No boycott but Trinidad & Tobago PM skips CHOGM

Thursday, 14 November 2013 00:22 -     - {{hitsCtrl.values.hits}}

Port of Spain: Trinidad and Tobago’s Prime Minister Kamla Persad-Bissessar will not be attending the Commonwealth Heads of Government Meeting (CHOGM) in Sri Lanka this week due to her busy schedule, her office has announced. The Prime Minister’s office has insisted that she was not boycotting the meeting. Originally, Persad-Bissessar has planned to lead the delegation to the CHOGM after an official visit to China. According to the Prime Minister’s spokesman, Francis Joseph, the trip to China last week was cancelled by mutual agreement of T&T and China.
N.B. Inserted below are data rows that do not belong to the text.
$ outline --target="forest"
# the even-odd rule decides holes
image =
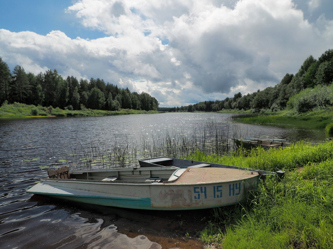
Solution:
[[[223,100],[205,101],[180,107],[160,108],[164,112],[218,112],[231,110],[258,113],[286,108],[296,113],[333,105],[333,49],[316,59],[308,57],[295,75],[286,74],[274,87]]]
[[[148,111],[157,110],[159,104],[146,93],[131,92],[99,78],[78,80],[68,76],[64,79],[56,69],[35,75],[19,65],[12,73],[0,57],[0,106],[6,101],[68,110]]]

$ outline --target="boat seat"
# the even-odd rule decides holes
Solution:
[[[259,143],[264,145],[270,145],[272,144],[272,141],[263,140],[261,141],[261,142]]]
[[[174,181],[178,178],[180,175],[186,171],[187,170],[187,168],[180,168],[176,170],[171,175],[171,176],[169,178],[167,181],[169,182],[171,181]],[[177,174],[176,175],[176,174]]]
[[[147,179],[145,182],[160,182],[162,180],[162,178],[150,178]]]
[[[204,167],[210,167],[210,164],[207,164],[206,163],[201,163],[201,164],[197,164],[196,165],[189,166],[188,168],[204,168]]]
[[[101,180],[101,181],[116,181],[118,179],[118,177],[115,176],[109,176],[108,177],[105,178],[103,180]]]
[[[69,167],[64,166],[57,169],[47,171],[49,178],[57,179],[69,179]]]
[[[160,157],[158,158],[146,159],[143,160],[143,161],[151,163],[161,163],[162,162],[167,162],[172,161],[173,160],[172,158],[169,158],[167,157]]]

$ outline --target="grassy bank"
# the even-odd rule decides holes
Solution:
[[[333,122],[333,110],[331,108],[314,111],[302,115],[296,115],[286,111],[273,113],[237,116],[233,118],[235,121],[245,124],[314,129],[323,129],[329,124]]]
[[[63,110],[59,108],[54,108],[20,103],[4,104],[0,107],[0,118],[24,118],[48,117],[88,117],[89,116],[111,116],[125,114],[158,113],[156,111],[139,111],[122,109],[119,111],[103,111],[86,109],[72,111]]]
[[[215,218],[199,233],[206,243],[225,249],[333,248],[333,142],[189,159],[287,171],[280,182],[261,182],[243,206],[214,209]]]

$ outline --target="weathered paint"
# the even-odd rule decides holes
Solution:
[[[180,180],[164,183],[44,178],[27,192],[73,201],[120,208],[156,210],[197,209],[241,202],[248,190],[257,187],[259,177],[258,175],[247,174],[247,179],[225,181],[220,179],[222,178],[220,171],[189,170],[192,173],[186,173],[191,176],[188,179],[180,177]],[[145,175],[152,174],[141,171]],[[197,174],[204,172],[206,175],[202,177],[201,173]],[[210,181],[211,179],[207,177],[209,172],[214,174],[213,176],[216,179],[213,181]],[[129,178],[138,173],[140,174],[140,171],[135,171],[133,175],[126,177]],[[94,177],[97,177],[97,173],[94,174]],[[101,179],[104,174],[103,173],[100,176]],[[191,181],[197,177],[204,181]]]

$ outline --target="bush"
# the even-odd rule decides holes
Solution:
[[[39,112],[37,108],[34,108],[31,110],[31,115],[33,116],[38,116]]]

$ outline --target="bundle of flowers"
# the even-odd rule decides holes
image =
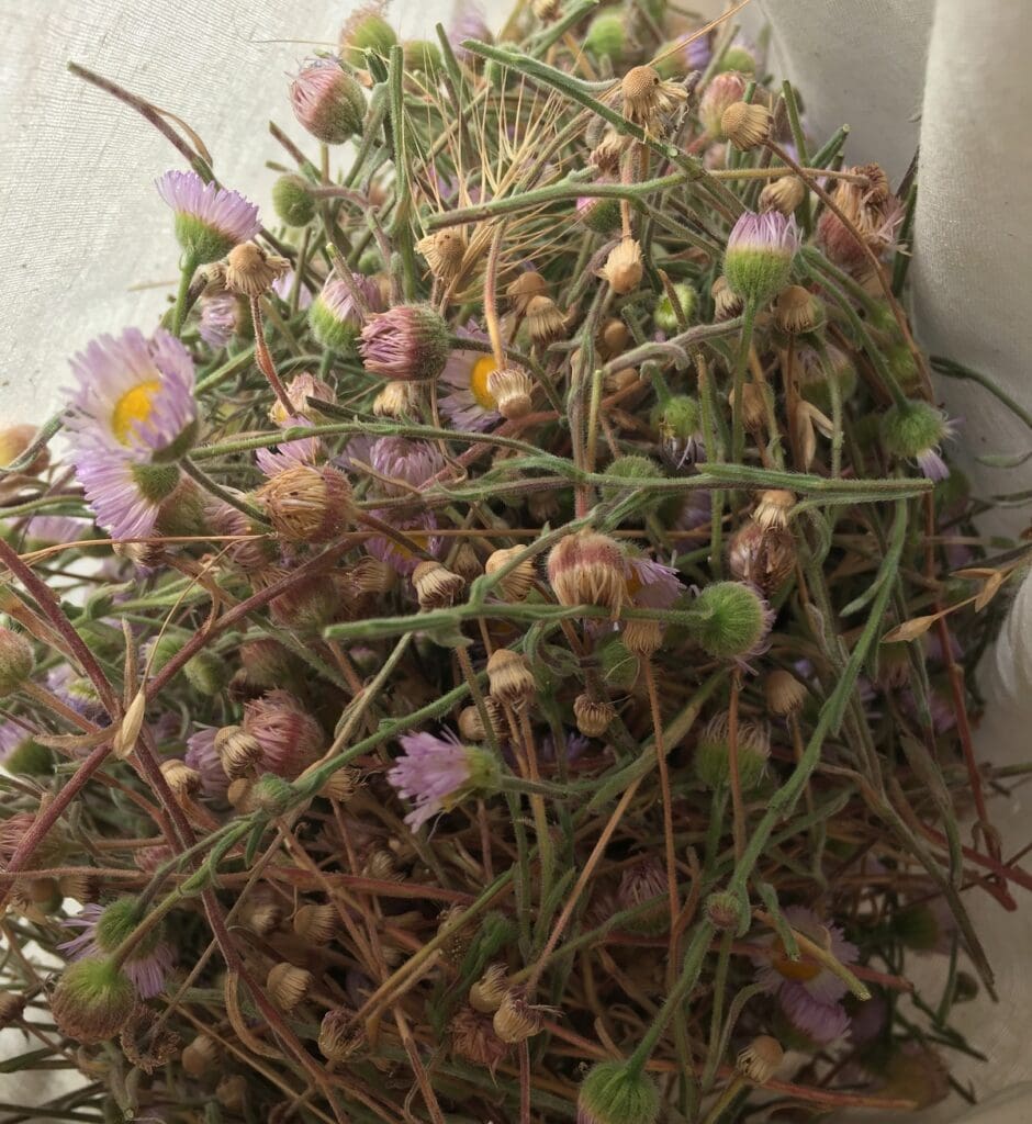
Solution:
[[[181,282],[0,435],[40,1118],[945,1096],[971,917],[1029,885],[967,674],[1023,558],[944,460],[913,175],[662,0],[360,12],[261,215],[73,69],[182,158],[141,183]]]

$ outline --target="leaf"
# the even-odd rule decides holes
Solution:
[[[942,613],[932,613],[926,617],[913,617],[909,620],[904,620],[902,625],[897,625],[890,632],[887,632],[881,637],[881,643],[897,644],[899,641],[917,640],[917,637],[923,636],[940,617],[944,617],[949,611],[949,609],[944,609]]]

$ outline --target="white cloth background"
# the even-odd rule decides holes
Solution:
[[[287,73],[331,45],[352,4],[332,0],[0,0],[0,426],[39,422],[60,402],[66,359],[100,330],[146,326],[174,283],[170,214],[153,179],[176,154],[136,114],[64,69],[78,61],[173,110],[200,133],[220,179],[268,208],[281,154],[265,124],[304,142]],[[694,7],[713,13],[721,0]],[[489,20],[508,0],[490,0]],[[395,0],[407,35],[447,20],[450,0]],[[918,139],[921,196],[913,270],[917,330],[932,352],[984,371],[1032,408],[1028,311],[1032,255],[1030,0],[753,0],[748,28],[769,20],[773,71],[800,88],[817,138],[852,127],[849,157],[898,181]],[[308,40],[300,42],[300,40]],[[958,450],[983,495],[1032,486],[1032,464],[989,470],[983,453],[1021,453],[1032,434],[984,391],[943,382],[965,419]],[[1029,510],[1004,520],[1013,532]],[[1028,756],[1032,728],[1032,586],[987,661],[990,708],[979,735],[992,761]],[[996,813],[1005,853],[1026,842],[1016,797]],[[1019,891],[1020,892],[1020,891]],[[970,1036],[987,1066],[957,1063],[981,1096],[1032,1079],[1026,1048],[1032,910],[986,922],[1002,1001],[972,1004]],[[12,1096],[0,1078],[0,1096]],[[1032,1102],[971,1120],[1032,1118]],[[956,1105],[936,1118],[956,1118]],[[923,1117],[929,1118],[929,1117]]]

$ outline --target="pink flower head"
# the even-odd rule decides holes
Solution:
[[[409,441],[408,437],[380,437],[369,451],[370,464],[390,480],[404,480],[418,488],[444,468],[444,457],[425,441]],[[380,483],[391,496],[404,496],[407,488],[388,480]]]
[[[425,382],[444,370],[451,333],[429,305],[396,305],[362,328],[359,351],[368,371],[384,379]]]
[[[200,773],[201,791],[207,797],[223,800],[229,787],[229,778],[223,769],[221,758],[215,749],[215,729],[198,729],[187,738],[183,761]]]
[[[624,577],[631,602],[641,609],[669,609],[684,592],[677,570],[651,559],[628,556]]]
[[[197,426],[193,361],[161,328],[103,335],[71,361],[76,386],[65,416],[73,452],[85,445],[125,451],[133,460],[174,460]]]
[[[239,327],[238,309],[236,297],[229,292],[201,298],[197,330],[209,347],[218,351],[236,335]]]
[[[827,949],[840,963],[849,966],[857,962],[857,946],[845,940],[838,925],[823,922],[812,909],[788,906],[785,919],[814,944]],[[772,937],[767,951],[753,955],[752,960],[757,966],[757,982],[767,991],[780,994],[784,988],[802,988],[817,1003],[831,1004],[841,999],[848,990],[841,977],[808,958],[805,952],[802,959],[789,960],[778,937]]]
[[[91,901],[79,910],[76,917],[69,917],[65,921],[65,925],[70,928],[81,930],[79,936],[57,945],[69,960],[102,957],[115,951],[101,948],[97,941],[97,930],[103,913],[103,906]],[[164,990],[165,977],[174,963],[175,951],[166,941],[156,943],[143,941],[121,967],[141,999],[153,999]]]
[[[411,538],[417,546],[422,546],[428,554],[436,556],[440,553],[443,541],[440,536],[431,534],[437,529],[437,520],[434,518],[433,511],[401,519],[398,518],[397,513],[389,510],[373,511],[372,515],[383,523],[389,523],[397,531]],[[374,559],[393,566],[402,577],[410,574],[422,561],[418,555],[386,535],[374,535],[366,540],[365,550]]]
[[[344,144],[362,129],[365,96],[336,58],[309,58],[290,83],[298,124],[323,144]]]
[[[157,193],[175,211],[175,237],[194,265],[224,257],[260,230],[257,207],[238,191],[205,183],[197,172],[165,172]]]
[[[817,1045],[841,1039],[849,1030],[849,1015],[841,1003],[822,1003],[802,984],[786,984],[778,992],[786,1017]]]
[[[244,704],[244,729],[262,746],[262,768],[295,780],[326,747],[323,727],[289,691],[266,691]]]
[[[469,339],[488,342],[474,320],[456,333]],[[447,393],[441,396],[441,413],[456,429],[482,433],[501,422],[498,402],[487,389],[488,377],[497,369],[489,352],[453,351],[441,372],[440,384]]]
[[[398,795],[415,807],[405,822],[416,831],[440,812],[447,812],[471,788],[482,786],[494,772],[483,750],[463,745],[451,731],[443,737],[406,734],[399,737],[405,753],[387,774]]]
Both countries are looking to reschedule the trip next year, the spokesman has said. “The reason for not going to CHOGM is because of matters she has to deal with in Trinidad,” the Spokesman has told the Trinidad & Tobago Guardian. When asked whether Persad-Bissessar was boycotting CHOGM to draw attention to Sri Lanka’s human rights record, the Spokesman has said that it was not. “I have not been told of any boycott by the PM. I am aware that other countries are doing that but that is not the case with Mrs. Persad-Bissessar,” the PM’s Spokesman has said. According to official government sources back-to-back local government elections and by-election have prevented her attendance. In the absence of the PM, the T&T Minister of Foreign Affairs Winston Dookeran will be attending the Commonwealth meeting that is set to Commence on Friday in Colombo. Dookeran will be joined by the Permanent Secretary in the Office of the Prime Minister, Reynold Cooper, who is already in Colombo attending the Commonwealth Business Forum. In an e-mailed response to questions submitted by the T&T Guardian, the Prime Minister’s special adviser Shem Baldeosingh has said there could be no inference of a boycott because T&T was being represented by its Foreign Minister. He has said that President of Sri Lanka and the Commonwealth Secretary General were informed of the Prime Minister’s inability to travel to Colombo to attend the meeting. Canadian Prime Minister Stephen Harper, Indian Prime Minister Manmohan Singh and Mauritius Navin Chandra Ramgoolam have decided to boycott the Commonwealth Summit in Sri Lanka citing the country’s poor human right record as the reason.